Ora la Moratti vuole introdurre il “mini” buono scuola
La FLC ricorre al TAR avverso il DM del 28 luglio 2005


Il Ministro sta giocando l’ultima carta: dare corpo ad una serie di interventi ministeriali di fine legislatura tali da prefigurare l’affermazione del principio della sussidiarietà, con tutti i nessi e connessi relativi, con particolare riguardo ai finanziamenti, diretti e indiretti, alla scuola privata.
In buona sostanza si sta cercando di introdurre, in maniera surrettizia e illegittima, nuove norme che ridisegnano l’orizzonte dei diritti e dei doveri della scuola privata paritaria indipendentemente da quanto disposto dalla legislazione e in barba al dettato costituzionale.
In questo quadro si inserisce il Decreto del MIUR del 28 luglio 2005 con cui sono stati implementati i contributi alle famiglie, indipendentemente dal reddito, per le spese sostenute per l’iscrizione dei propri figli alle scuole paritarie.
Ci troviamo di fronte ad un atto (decreto ministeriale) che, sebbene ottemperi alle disposizioni legislative richiamate, comporta un palese tentativo di aggirare il dettato costituzionale. In particolare riteniamo che il dispositivo in questione sia in contrasto con gli articoli 3, 33, 34 e 97 della Costituzione.
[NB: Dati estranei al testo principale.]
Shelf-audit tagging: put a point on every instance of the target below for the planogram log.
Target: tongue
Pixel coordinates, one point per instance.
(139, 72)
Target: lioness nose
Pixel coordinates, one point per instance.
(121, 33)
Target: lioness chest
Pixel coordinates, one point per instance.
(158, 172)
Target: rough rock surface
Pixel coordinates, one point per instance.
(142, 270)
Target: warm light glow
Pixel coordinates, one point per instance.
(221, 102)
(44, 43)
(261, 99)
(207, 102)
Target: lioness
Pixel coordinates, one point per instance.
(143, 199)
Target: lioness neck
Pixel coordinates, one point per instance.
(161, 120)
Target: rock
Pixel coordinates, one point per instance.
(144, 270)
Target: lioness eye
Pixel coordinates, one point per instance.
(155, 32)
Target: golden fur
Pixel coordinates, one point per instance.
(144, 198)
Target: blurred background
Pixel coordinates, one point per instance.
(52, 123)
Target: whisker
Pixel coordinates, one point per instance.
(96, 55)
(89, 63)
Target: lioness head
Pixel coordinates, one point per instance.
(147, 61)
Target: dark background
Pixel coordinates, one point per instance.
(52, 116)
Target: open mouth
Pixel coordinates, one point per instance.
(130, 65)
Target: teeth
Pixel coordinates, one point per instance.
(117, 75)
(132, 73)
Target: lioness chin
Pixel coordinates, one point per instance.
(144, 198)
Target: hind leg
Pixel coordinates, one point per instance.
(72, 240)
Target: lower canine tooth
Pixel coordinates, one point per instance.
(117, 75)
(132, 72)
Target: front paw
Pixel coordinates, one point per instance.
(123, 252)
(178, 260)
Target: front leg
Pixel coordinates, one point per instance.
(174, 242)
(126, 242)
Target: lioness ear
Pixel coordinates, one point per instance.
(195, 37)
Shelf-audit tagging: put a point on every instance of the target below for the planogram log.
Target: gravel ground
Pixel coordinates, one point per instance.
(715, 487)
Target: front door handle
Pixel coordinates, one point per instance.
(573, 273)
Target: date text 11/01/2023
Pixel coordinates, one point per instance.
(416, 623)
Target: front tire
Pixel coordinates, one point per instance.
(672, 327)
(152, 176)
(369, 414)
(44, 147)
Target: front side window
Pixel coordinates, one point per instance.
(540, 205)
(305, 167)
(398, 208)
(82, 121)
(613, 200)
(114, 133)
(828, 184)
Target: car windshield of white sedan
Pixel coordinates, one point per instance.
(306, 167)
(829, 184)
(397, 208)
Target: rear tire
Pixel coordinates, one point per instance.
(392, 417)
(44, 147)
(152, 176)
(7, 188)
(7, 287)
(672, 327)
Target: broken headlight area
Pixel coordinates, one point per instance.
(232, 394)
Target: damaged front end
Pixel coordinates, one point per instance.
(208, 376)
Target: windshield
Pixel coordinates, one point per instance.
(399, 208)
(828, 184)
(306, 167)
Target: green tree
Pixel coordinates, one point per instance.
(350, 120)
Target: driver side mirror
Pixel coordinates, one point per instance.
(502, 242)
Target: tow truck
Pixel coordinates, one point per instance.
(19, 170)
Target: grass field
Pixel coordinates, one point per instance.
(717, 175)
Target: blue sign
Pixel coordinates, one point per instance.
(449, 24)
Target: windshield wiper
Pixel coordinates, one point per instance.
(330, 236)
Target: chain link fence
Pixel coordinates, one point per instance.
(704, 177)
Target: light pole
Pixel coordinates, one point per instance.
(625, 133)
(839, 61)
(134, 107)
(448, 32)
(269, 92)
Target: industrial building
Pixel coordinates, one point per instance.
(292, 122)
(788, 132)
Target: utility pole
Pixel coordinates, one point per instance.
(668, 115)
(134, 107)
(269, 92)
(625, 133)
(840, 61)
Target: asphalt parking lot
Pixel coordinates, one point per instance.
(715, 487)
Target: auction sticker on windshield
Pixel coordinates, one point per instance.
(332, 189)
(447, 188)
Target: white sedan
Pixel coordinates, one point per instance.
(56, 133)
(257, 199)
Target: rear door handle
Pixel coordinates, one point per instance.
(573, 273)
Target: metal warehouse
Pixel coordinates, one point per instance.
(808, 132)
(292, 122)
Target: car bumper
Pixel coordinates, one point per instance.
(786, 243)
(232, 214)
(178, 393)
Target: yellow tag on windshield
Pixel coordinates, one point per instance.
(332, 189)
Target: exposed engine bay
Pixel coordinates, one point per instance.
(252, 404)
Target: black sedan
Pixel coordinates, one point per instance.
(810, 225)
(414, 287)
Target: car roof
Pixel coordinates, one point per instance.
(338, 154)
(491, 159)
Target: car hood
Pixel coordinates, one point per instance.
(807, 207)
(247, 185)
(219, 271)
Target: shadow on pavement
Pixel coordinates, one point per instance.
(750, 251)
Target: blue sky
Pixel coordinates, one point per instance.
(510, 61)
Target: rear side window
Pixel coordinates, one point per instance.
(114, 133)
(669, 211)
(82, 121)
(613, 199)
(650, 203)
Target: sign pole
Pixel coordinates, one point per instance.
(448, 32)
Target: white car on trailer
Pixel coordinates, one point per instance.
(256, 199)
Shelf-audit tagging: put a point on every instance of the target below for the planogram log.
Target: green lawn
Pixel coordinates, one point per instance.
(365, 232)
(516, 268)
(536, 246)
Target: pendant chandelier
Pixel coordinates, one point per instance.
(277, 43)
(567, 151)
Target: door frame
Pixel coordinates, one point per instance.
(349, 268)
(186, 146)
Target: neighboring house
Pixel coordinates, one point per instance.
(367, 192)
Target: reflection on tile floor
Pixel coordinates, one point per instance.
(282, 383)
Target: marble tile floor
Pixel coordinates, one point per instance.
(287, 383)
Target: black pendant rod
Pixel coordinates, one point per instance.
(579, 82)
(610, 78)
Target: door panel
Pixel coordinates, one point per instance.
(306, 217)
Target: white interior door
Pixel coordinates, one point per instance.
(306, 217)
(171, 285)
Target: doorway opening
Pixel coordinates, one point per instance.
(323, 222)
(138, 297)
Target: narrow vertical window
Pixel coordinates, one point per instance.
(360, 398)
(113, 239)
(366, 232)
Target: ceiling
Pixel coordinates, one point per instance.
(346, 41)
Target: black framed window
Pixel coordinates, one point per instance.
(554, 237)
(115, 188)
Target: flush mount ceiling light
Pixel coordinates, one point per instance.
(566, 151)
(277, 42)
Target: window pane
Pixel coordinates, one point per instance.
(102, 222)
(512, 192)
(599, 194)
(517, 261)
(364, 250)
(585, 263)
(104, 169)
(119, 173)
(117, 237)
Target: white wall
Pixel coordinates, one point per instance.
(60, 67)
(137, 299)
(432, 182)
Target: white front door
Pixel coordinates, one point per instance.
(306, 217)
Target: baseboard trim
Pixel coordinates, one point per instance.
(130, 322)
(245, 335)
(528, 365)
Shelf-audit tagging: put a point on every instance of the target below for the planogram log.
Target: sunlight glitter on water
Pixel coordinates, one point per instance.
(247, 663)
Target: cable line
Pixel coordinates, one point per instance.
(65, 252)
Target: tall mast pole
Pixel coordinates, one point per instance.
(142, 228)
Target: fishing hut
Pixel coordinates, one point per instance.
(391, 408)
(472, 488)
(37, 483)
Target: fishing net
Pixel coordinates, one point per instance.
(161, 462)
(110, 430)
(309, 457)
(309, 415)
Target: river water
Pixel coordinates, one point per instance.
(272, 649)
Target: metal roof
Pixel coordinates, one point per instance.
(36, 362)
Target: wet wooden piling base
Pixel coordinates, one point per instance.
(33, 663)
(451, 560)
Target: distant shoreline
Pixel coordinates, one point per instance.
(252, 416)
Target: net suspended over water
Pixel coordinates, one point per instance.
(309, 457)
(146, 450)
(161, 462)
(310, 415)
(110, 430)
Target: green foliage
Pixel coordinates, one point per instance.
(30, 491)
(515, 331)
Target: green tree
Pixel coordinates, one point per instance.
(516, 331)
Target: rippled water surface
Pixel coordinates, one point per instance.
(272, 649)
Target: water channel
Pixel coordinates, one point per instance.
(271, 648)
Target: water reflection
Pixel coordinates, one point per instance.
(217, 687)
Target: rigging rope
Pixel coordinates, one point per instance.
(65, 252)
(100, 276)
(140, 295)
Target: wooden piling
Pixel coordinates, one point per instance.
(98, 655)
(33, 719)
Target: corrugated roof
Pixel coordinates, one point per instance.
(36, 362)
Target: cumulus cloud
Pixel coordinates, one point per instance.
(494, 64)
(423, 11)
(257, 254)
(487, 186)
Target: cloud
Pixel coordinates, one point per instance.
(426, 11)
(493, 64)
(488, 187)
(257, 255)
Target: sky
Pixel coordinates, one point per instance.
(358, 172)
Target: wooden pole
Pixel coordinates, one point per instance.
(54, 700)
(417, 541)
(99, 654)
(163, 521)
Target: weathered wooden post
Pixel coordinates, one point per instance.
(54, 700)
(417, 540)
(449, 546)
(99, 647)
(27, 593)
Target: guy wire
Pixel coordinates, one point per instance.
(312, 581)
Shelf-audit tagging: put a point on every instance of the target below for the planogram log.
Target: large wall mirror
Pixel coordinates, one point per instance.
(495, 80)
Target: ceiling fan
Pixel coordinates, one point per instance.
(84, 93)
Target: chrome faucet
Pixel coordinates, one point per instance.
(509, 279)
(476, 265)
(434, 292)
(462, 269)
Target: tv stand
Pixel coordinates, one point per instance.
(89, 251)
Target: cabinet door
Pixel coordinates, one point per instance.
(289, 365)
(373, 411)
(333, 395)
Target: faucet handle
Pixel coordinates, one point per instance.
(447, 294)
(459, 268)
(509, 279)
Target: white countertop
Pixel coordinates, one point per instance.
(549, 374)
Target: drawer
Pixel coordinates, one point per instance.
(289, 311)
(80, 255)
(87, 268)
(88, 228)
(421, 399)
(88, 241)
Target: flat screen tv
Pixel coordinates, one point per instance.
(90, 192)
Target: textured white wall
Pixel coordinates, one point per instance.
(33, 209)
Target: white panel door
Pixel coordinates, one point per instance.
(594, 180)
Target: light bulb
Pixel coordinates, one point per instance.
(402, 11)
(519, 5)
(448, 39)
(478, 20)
Come ha affermato la Corte Costituzionale con riferimento al “ principio supremo della laicità dello Stato (con sentenza n. 203 dell’11 aprile 1989), la Costituzione ha previsto un corpo di principi fondamentali, c.d. “ principi supremi” che definiscono la caratterizzazione del nostro Stato.
In questo contesto si collocano gli artt. 33 e 34 della Costituzione che definiscono l’insieme dei principi costituzionali che caratterizzano l’ordinamento scolastico del nostro Paese.
L’istruzione, per la Costituzione, non è (o comunque non è soltanto) un servizio, ma è anzitutto una funzione istituzionale che lo Stato svolge non solo nell’interesse degli studenti e delle famiglie, ma soprattutto nell’interesse generale volto a garantire quella uguaglianza sostanziale sancita dall’art. 3, comma 2 Cost. che è una precondizione della vita democratica.
Tale precondizione viene attuata con l’ art. 33 secondo il quale “ La Repubblica detta le norme generali sulla istruzione ed istituisce scuole statali per tutti gli ordini e gradi”, quindi la Repubblica ha l’obbligo non solo di garantire una formazione culturale omogenea a livello nazionale, ma ha anche l’obbligo di garantire a tutti la frequenza della scuola statale di ogni ordine e grado.
Il dettato costituzionale ha, successivamente, affermato anche il principio della “libertà di scuola” ovvero “
Enti privati hanno il diritto di istituire scuole ed istituti di educazione, senza oneri per lo Stato” (art. 33, 3 comma). Nel successivo comma viene precisato che “
la legge, nel fissare i diritti e gli obblighi delle scuole non statali che chiedono la parità, deve assicurare ad esse piena libertà e ai loro alunni un trattamento scolastico equipollente a quello degli alunni di scuola statali”. E’ abbastanza chiaro che il termine equipollente si riferisca alla validità legale del titolo di studio.
Questo a significare l’esclusione di qualsiasi forma di finanziamento diretto o indiretto alle scuole private o alle famiglie. Tutto ciò è ampiamente confermato dal successivo art. 34 laddove viene profilata la possibilità di un intervento dello Stato a sostegno degli alunni meritevoli e privi di mezzo mediante assegni o borse di studio attribuite per concorso.
Il Decreto in questione va al di là del vincolo costituzionale. Le somme messe a disposizione vengono infatti erogate a tutte le famiglie che ricorrono all’istruzione privata paritaria indipendentemente dal reddito in aperto contrasto anche con il citato art. 34.
Alla luce di quanto appena riassunto il Decreto in questione è da ritenersi illegittimo perché in contrasto con gli art. 3, 33 e 34 della Costituzione. Ma la scelta da parte del Ministro contrasta anche con quanto sancito dall’art. 97 della Costituzione proprio perché viola il principio del buon andamento e imparzialità dell’amministrazione.
Sulla base di questa ragioni la FLC Cgil ha dato mandato al proprio ufficio legale di presentare ricorso al TAR avverso il decreto in questione chiedendone l’annullamento e la remissione degli atti alla Corte Costituzionale per illegittimità costituzionale.